Commerzbank was down 2.9 percent, Natixis down 2 percent and Mediobanca down 1.5 percent, contributing to a 0.4 percent fall in the FTSEurofirst 300 index of top European shares to 1,074.14 points.
The index, which hit a two-month low on Friday, is on track to post a weekly loss of 2 percent, its worst weekly performance since late September.
Investors continue to fret about how the U.S. government will avoid stepping off the $600 billion 'fiscal cliff' of spending cuts and tax rises which automatically kick in in the new year without a political agreement on setting the budget.
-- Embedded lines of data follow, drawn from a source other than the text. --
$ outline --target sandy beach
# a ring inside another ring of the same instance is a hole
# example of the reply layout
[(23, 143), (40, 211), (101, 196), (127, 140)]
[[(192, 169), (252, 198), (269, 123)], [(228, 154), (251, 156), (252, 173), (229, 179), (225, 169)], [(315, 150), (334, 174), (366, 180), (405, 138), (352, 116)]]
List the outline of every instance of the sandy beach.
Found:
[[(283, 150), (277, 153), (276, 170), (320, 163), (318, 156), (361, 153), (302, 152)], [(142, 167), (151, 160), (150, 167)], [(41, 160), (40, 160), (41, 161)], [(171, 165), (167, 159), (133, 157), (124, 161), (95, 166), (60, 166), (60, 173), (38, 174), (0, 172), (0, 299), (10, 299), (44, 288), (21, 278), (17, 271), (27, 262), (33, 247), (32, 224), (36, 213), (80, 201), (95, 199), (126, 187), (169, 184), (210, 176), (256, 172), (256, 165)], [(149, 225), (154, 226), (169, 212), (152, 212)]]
President Barack Obama and congressional leaders are set to hold talks later on Friday.
Investors fear that a deadlock in negotiations would automatically trigger the spending cuts and tax hikes, which could drag the U.S. economy back into recession.
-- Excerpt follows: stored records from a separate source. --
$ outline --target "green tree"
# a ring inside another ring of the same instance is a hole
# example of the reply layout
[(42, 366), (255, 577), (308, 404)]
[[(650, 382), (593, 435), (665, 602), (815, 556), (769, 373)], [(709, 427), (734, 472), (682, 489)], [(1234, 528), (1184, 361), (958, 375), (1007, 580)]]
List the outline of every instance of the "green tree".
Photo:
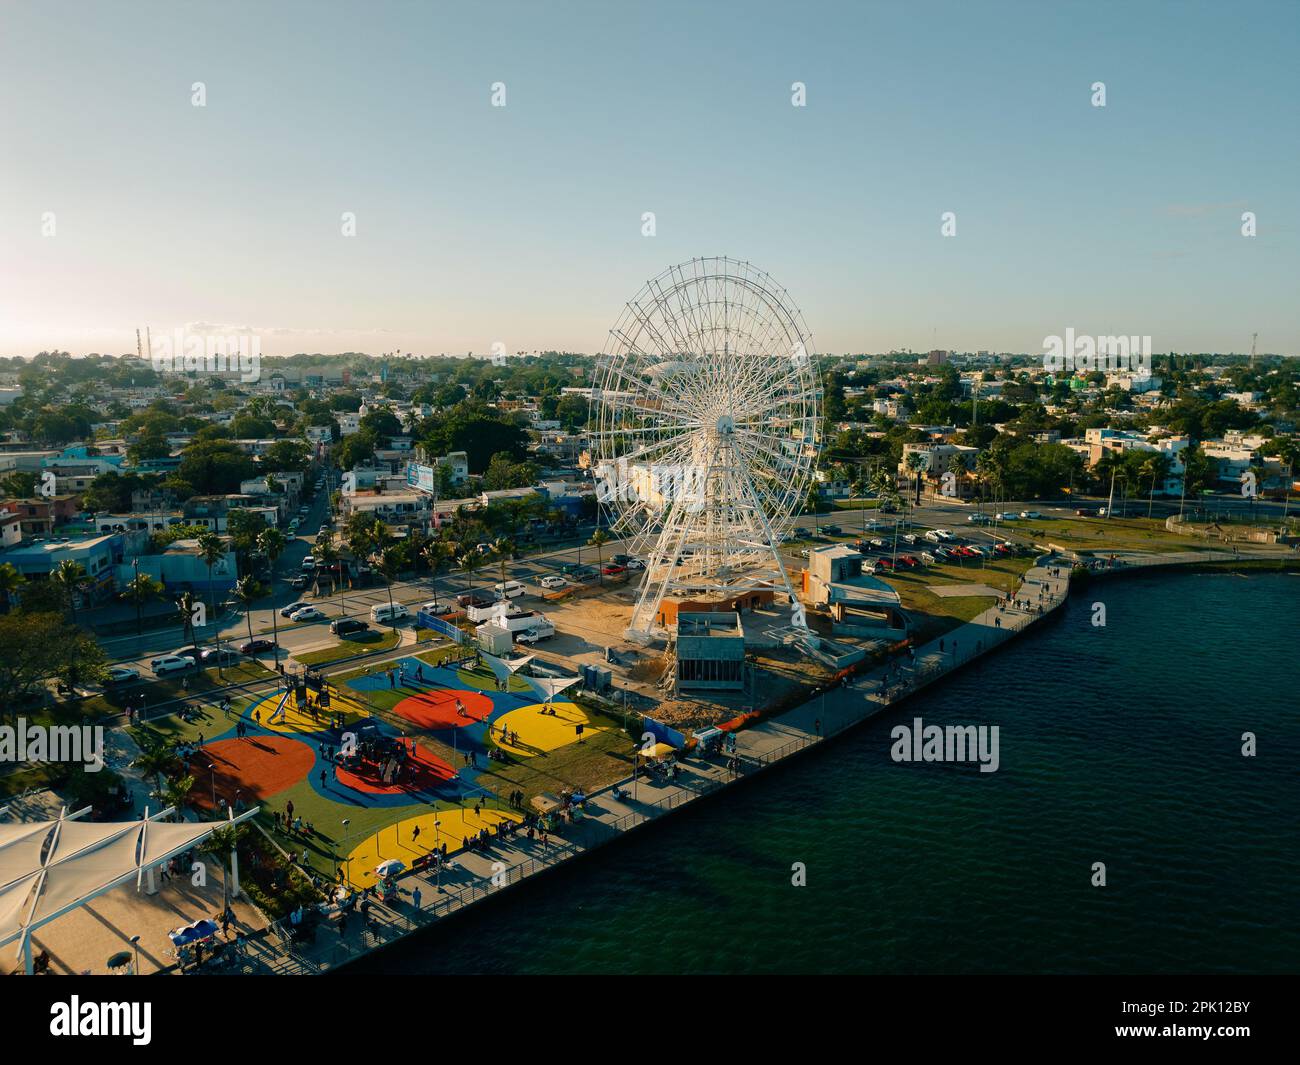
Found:
[(54, 572), (50, 574), (50, 580), (59, 589), (59, 594), (63, 599), (63, 609), (67, 613), (68, 620), (71, 621), (76, 611), (77, 593), (90, 580), (89, 574), (86, 573), (85, 567), (80, 562), (65, 558), (54, 567)]
[[(263, 529), (257, 535), (257, 549), (266, 556), (271, 575), (271, 596), (275, 597), (275, 563), (284, 554), (287, 541), (279, 529)], [(280, 668), (280, 612), (271, 611), (271, 640), (275, 644), (275, 668)]]
[(144, 629), (141, 608), (150, 600), (161, 599), (162, 595), (162, 583), (155, 580), (148, 573), (137, 573), (126, 582), (126, 587), (122, 589), (122, 598), (128, 603), (135, 604), (135, 634), (137, 636)]
[(605, 583), (605, 555), (604, 548), (609, 543), (609, 536), (604, 529), (597, 529), (591, 534), (591, 539), (587, 541), (596, 549), (596, 575), (601, 584)]
[(0, 614), (8, 614), (27, 578), (12, 562), (0, 562)]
But the despite the market's slide this week, many fund managers remain positive on the longer term outlook for equities.
"We're waiting for a few triggers: a deal to avoid the fiscal cliff which should come before Dec. 14, Spain's bailout request, and a new tranche of aid for Greece before the end of the month," Barclays France director Franklin Pichard said.
"The downside potential is limited on the market. We're just waiting a bit before turning more aggressive," he said.
Greece was in focus again on Friday, with brewing concerns over the country's debt sustainability and a row between euro zone governments and the IMF over how to make Greece's huge debt manageable, blocking the release of 31 billion euros in loans that the country needs to stay afloat.
David Thebault, head of quantitative sales trading, at Global Equities, said investors should start looking beyond the current headwinds, and buy stocks with a horizon of at least six months.
"I think it's time to scoop up stocks ... although with some put spreads to protect the portfolio in case of a 5 percent dip before the end of the year," he said.
Around Europe, UK's FTSE 100 index was down 0.5 percent, Germany's DAX index down 0.8 percent, and France's CAC 40 down 0.5 percent.
Tech stocks bucked the trend, with SAP gaining 1 percent. The company's co-CEO said on Friday the group is ahead of its plan to reach more than 20 billion euros in sales by 2015.